Deletion of the original audio can be worrisome if transcripts aren't double-checked or if clinicians can't access recordings to verify they're accurate, said Saunders, a former OpenAI engineer.
He said, “You cannot catch a mistake if you take away the ground truth.
Nabla said neither model is perfect, and they currently require medical providers to quickly edit and approve transcribed notes, but that could change.
Privacy concerns
Because patient meetings with their doctors are confidential, it's hard to know how AI-generated transcripts are affecting them.
A California state legislator, Rebecca Bauer-Kahansaid she took one of her children to the doctor earlier this year and refused to sign a form the health network asked for permission to share audio of the consultation with its vendors, which included Microsoft Azure, the cloud computing system run by OpenAI's largest investor. Bauer-Kahn didn't want such intimate medical conversations to be shared with tech companies, she said.
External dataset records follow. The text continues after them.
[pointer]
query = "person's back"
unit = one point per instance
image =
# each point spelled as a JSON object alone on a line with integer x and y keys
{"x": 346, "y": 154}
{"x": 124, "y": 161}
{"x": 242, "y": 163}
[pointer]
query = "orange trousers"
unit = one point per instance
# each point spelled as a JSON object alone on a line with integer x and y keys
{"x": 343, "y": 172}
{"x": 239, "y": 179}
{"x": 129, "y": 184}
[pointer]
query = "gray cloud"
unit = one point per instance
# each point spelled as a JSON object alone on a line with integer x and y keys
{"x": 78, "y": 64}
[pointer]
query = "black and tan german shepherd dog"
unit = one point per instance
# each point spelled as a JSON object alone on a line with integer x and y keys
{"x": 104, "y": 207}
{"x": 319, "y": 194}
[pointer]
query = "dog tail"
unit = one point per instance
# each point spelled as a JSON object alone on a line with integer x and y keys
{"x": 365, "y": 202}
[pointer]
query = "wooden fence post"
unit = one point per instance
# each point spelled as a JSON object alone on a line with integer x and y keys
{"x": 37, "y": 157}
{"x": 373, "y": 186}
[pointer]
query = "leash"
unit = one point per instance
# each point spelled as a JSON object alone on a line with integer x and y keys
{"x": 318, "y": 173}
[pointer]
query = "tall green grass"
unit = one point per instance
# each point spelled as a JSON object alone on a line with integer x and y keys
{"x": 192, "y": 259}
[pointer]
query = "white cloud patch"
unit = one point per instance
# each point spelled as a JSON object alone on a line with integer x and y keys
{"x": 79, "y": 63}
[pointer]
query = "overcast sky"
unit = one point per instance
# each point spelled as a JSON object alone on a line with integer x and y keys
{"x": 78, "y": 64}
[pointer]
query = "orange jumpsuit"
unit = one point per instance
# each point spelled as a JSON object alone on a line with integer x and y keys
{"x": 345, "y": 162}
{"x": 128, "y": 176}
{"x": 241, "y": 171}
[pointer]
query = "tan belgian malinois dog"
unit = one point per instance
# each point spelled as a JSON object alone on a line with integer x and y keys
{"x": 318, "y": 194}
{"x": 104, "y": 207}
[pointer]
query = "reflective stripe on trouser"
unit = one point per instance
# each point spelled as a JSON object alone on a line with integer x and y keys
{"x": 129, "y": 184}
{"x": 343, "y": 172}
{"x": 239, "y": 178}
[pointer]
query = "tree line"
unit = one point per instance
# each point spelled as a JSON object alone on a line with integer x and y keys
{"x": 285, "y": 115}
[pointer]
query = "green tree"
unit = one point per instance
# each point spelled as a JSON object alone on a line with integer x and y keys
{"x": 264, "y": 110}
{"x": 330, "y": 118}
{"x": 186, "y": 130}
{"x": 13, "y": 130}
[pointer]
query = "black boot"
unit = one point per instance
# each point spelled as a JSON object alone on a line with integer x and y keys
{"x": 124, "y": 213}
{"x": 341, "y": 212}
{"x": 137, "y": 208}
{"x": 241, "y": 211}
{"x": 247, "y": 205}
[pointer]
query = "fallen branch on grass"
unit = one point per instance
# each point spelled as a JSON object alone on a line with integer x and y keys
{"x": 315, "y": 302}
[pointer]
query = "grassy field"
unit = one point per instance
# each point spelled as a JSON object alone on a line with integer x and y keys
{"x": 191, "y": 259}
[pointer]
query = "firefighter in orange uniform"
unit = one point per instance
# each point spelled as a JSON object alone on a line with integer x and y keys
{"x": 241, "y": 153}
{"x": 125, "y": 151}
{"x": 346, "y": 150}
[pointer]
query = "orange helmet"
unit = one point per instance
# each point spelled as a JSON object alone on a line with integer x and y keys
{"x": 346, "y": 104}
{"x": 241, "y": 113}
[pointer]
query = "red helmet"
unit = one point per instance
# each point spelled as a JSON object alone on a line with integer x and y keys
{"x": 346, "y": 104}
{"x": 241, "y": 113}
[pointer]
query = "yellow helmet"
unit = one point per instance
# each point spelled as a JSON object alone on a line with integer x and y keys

“The release was very specific that for-profit companies would have the right to have it,” said Bauer-Kahn, a Democrat who represents part of suburban San Francisco in the state Assembly. “I was like 'absolutely not'.”
John Muir Health spokesman Ben Drew said the health system complies with state and federal privacy laws.
___
Shellman reports from New York.
___
AP is solely responsible for all content. Find AP's value To work with philanthropists, a list of supporters and funded coverage areas AP.org.
___
There is the Associated Press and OpenAI Licensing and Technology Agreements Allows OpenAI access to portions of AP's text archive.